Prior to moving to the United States, human face is strangely absent from Alexandra’s work. It is in 2012, when the Belgian artist moved to rural Hopewell, New Jersey that she started introducing human features in her sculpture. She explains ‘being surrounded by nature and solitude made me realise that human emotions are best expressed by their faces’. It is then that she started using hydro-stone, a material harder than regular plaster and better suited to representing movement. In her first bust, Vain, lines open up and motions burst out of a melting face which smirks mockingly at the viewer.
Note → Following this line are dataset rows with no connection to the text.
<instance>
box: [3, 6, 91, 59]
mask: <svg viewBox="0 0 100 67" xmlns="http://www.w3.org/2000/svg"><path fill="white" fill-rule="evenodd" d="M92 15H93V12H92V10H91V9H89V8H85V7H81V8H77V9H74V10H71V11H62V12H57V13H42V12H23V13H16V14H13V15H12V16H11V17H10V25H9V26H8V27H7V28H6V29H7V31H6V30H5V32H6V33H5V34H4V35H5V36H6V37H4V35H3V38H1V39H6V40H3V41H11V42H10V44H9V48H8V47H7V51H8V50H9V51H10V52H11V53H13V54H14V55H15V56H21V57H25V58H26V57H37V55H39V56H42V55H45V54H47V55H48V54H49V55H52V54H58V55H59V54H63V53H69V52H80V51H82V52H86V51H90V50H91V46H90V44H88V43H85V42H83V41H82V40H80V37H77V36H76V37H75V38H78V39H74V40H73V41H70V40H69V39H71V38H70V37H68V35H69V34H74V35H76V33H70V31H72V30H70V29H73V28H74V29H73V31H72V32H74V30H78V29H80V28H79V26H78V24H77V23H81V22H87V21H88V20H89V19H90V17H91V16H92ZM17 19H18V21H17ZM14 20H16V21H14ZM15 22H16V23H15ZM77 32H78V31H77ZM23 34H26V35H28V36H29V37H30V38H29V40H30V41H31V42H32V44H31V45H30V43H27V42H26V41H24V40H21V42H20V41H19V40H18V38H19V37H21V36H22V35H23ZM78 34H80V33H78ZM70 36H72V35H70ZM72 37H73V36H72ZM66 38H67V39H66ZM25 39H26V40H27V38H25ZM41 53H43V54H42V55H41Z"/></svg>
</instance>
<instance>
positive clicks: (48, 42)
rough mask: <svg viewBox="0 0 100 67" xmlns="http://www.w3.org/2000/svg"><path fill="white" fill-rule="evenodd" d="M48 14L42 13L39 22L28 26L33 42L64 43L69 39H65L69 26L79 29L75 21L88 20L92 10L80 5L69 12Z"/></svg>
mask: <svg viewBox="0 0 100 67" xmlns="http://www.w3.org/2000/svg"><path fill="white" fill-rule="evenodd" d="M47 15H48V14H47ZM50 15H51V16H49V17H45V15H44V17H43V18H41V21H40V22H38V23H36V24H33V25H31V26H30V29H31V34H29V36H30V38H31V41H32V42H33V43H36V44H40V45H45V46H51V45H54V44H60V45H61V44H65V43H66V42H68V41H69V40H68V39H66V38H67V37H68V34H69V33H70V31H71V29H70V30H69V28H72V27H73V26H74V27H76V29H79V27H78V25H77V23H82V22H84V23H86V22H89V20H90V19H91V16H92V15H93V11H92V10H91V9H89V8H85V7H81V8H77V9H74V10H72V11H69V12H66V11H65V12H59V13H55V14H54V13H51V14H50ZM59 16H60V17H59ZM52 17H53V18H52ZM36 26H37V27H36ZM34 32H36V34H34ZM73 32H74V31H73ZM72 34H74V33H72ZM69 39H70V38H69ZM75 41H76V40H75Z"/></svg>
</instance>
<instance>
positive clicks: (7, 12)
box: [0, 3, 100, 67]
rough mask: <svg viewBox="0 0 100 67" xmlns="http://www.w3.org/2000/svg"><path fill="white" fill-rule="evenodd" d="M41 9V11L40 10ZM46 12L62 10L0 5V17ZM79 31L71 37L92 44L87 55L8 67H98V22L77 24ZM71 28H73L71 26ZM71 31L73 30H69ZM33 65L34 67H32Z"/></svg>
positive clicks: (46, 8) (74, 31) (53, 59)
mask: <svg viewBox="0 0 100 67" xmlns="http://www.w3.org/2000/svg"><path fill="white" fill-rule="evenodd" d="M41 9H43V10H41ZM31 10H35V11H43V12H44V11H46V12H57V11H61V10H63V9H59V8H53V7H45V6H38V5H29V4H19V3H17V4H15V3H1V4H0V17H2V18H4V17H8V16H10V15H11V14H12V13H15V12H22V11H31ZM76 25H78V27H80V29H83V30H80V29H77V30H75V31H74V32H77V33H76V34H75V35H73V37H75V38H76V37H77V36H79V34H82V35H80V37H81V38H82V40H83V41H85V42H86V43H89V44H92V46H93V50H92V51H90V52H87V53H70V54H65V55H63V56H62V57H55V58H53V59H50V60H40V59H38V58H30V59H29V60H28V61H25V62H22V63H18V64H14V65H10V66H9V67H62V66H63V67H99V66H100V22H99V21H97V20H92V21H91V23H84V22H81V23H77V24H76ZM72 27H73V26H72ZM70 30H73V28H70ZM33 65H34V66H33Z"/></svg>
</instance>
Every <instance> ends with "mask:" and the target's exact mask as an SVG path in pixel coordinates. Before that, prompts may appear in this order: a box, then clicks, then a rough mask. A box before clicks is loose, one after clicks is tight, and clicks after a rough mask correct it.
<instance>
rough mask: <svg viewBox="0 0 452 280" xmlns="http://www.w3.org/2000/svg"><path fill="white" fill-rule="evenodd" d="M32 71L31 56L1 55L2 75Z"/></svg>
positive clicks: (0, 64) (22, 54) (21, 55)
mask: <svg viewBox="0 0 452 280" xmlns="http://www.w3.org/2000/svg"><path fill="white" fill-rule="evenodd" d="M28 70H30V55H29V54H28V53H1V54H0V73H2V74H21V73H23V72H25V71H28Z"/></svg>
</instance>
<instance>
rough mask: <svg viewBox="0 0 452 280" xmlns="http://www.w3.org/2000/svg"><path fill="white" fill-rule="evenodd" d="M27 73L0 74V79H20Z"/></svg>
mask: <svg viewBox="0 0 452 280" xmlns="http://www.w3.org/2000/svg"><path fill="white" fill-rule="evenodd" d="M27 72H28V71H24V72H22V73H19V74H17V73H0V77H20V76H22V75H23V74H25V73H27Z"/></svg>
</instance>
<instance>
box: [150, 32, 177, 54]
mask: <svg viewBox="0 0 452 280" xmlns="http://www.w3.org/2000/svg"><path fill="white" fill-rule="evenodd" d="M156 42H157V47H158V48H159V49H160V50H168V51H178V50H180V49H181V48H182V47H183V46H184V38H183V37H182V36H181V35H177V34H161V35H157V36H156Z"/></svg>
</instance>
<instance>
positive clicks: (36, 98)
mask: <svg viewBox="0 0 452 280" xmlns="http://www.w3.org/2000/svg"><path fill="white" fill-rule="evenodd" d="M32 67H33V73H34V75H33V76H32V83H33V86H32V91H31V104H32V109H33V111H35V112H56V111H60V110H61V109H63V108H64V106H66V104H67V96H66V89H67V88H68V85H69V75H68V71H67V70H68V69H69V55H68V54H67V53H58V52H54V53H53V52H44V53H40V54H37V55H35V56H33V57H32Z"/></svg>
“The metamorphosis of human-animal hybrids reaches new heights in Lost Pleiad, a piece the missing Pleiad of the Taurus constellation, wife of Sisyphus embodying the ongoing struggle at the core of human nature.”

Alexandra’s creatures are unsettling but if one approaches them, one will see the beauty hidden beneath the folds of melting plaster. Life and death, identity and metamorphosis, body and mind are paramount themes in her work. As she develops her craft, a reflection on movement and the times we are living in appears. Her sculptures seem to observe the time that passes inexorably and comment on our epoch, in hushed voices, whilst we sleep.

Alexandra Leyre Mein is a Belgian artist, born in 1979.  She lives between Hopewell and Brussels.

Her works form part of private collections in the US, Belgium, Germany and the Netherlands.